Why doesn’t Perry run with that? Sure, it could be argued that even by suggesting that there will be “problems” if Andrea doesn’t explain the money, Chris is evoking a violent masculine rhetoric that is not much different than that which he resurrects when he does strike her. However, who is to say that that rhetoric, when unaccompanied by actual violence, isn’t appealing to some women? I agree with Joan Morgan when she says that a new age of feminism calls on us to “fuck with the gray.” That gray area is, in part, a space where we acknowledge that as black women, we dig a certain degree of machismo in our men. Perry acknowledges this dynamic in WHY DID I GET MARRIED when Angela’s husband Marcus (Michael Jai White) tells her to let him handle his child’s mother on his own. Why not do the same thing in FAMILY THAT PREYS, Mr. Perry? It is clear there are moments when Chris could take a more assertive stand with Angela without resorting to violence. But he doesn’t. This time the script does not call for that kind of progressive male approach.
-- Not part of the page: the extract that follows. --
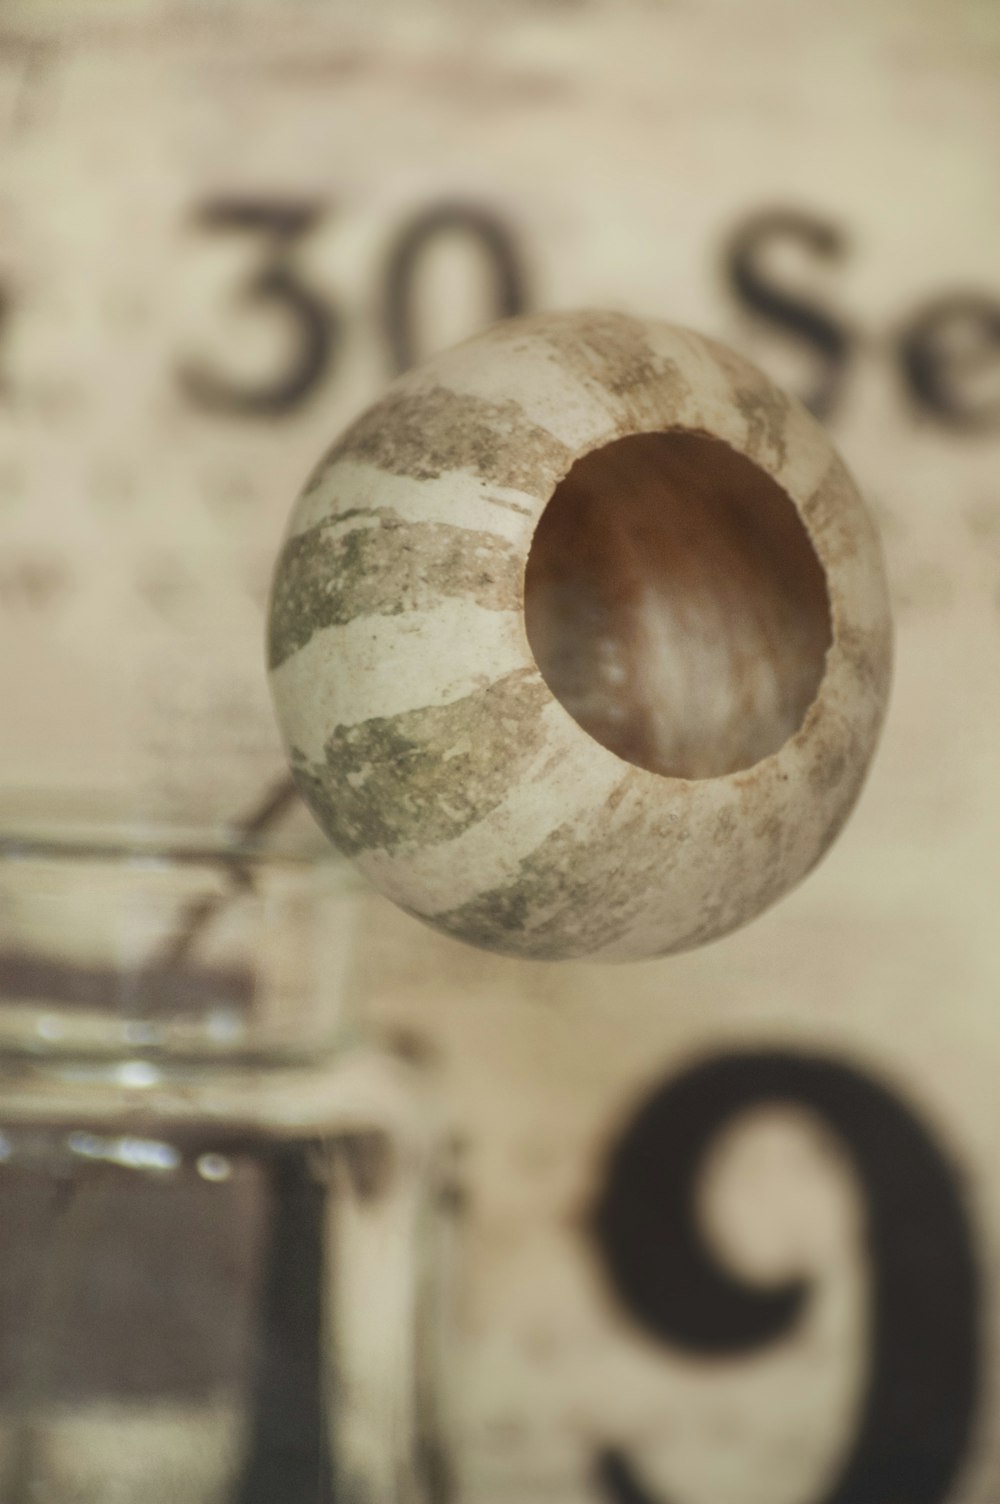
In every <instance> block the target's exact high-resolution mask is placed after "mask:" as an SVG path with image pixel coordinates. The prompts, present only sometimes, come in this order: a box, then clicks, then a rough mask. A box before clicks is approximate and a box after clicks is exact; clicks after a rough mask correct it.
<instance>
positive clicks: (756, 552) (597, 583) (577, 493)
mask: <svg viewBox="0 0 1000 1504" xmlns="http://www.w3.org/2000/svg"><path fill="white" fill-rule="evenodd" d="M525 621H526V629H528V639H529V642H531V650H532V653H534V656H535V662H537V663H538V668H540V669H541V674H543V675H544V680H546V683H547V684H549V689H550V690H552V692H553V695H555V696H556V698H558V699H559V701H561V702H562V705H564V707H565V708H567V710H568V713H570V714H571V716H573V717H574V720H577V722H579V723H580V726H583V729H585V731H588V732H589V735H592V737H594V738H595V740H597V741H600V743H602V744H603V746H606V747H609V749H611V750H612V752H617V754H618V757H621V758H624V760H626V761H629V763H635V764H638V766H639V767H645V769H650V770H651V772H654V773H663V775H669V776H674V778H717V776H722V775H725V773H734V772H737V770H738V769H746V767H752V766H753V764H755V763H759V761H761V758H765V757H768V755H770V754H771V752H777V749H779V747H780V746H782V744H783V743H785V741H786V740H788V737H791V735H792V734H794V732H795V731H797V729H798V726H800V725H802V722H803V719H805V714H806V711H808V708H809V705H811V704H812V701H814V699H815V696H817V690H818V687H820V681H821V678H823V672H824V665H826V654H827V648H829V647H830V602H829V597H827V590H826V581H824V578H823V570H821V567H820V561H818V558H817V555H815V550H814V547H812V543H811V541H809V537H808V534H806V529H805V528H803V525H802V522H800V519H798V514H797V511H795V508H794V505H792V502H791V499H789V498H788V496H786V495H785V492H783V490H782V489H780V486H777V483H776V481H773V480H771V478H770V475H767V474H765V472H764V471H761V469H758V466H756V465H753V463H752V462H750V460H747V459H746V457H744V456H741V454H738V453H737V451H735V450H731V448H729V447H728V445H726V444H722V442H720V441H717V439H711V438H708V436H707V435H699V433H680V432H674V433H641V435H632V436H630V438H626V439H618V441H615V442H614V444H608V445H605V447H603V448H600V450H594V451H592V453H589V454H585V456H583V457H582V459H580V460H577V462H576V465H574V466H573V469H571V471H570V472H568V475H567V477H565V478H564V480H562V481H561V483H559V486H558V487H556V490H555V492H553V495H552V499H550V502H549V505H547V507H546V510H544V513H543V516H541V520H540V523H538V528H537V531H535V535H534V540H532V546H531V553H529V556H528V569H526V578H525Z"/></svg>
Instead, Chris is paraded across the screen as an exemplar of “good black manhood,” and I have a huge problem with such a characterization of him. To begin, painting Chris as the “good black man” completely obfuscates the fact he steals from his wife’s bank account to the tune of $286,000! Remember, after learning that the loan officer will not grant him the $300,000 he needs to start his construction business, Chris takes the money from Andrea’s separate bank account and sinks it into his business without her knowledge. By doing so, he acts as a thief. Is that how a “good black man” behaves?
Suffice it to say, that if Chris had smacked Andrea with a force that threw her head back during the argument, it would have been bad enough. Had the blow had just knocked her to her knees, it would have been bad enough. But the scene doesn’t stop there. Why is it necessary for Chris to lay Andrea out so violently that she flies across a table?
Shuttling that retributive act of violence onto Chris’s shoulders as a cover up for its more broad reverberations punishes Andrea in a way that should be disconcerting for women and men alike. To buy into the pretense that Chris is unable to discover a more progressive way of managing his marriage is to open the door to his outburst without holding him accountable. Meanwhile, Andrea is left in the way of a nineteenth century sentimental novel protagonist to languish because she has lost the favor of any man that might rescue her. The ending is as questionable as the climax. According to the film, Andrea is a top graduate from her Master’s program. How is it that with her credentials she is unable to land on her feet? Is that really justice, or is the retribution being laid on a bit thick? Who knows. What I can say for sure is that we all should keep our critical eyes peeled as we gear up for WHY DID I GET MARRIED TOO in a few weeks.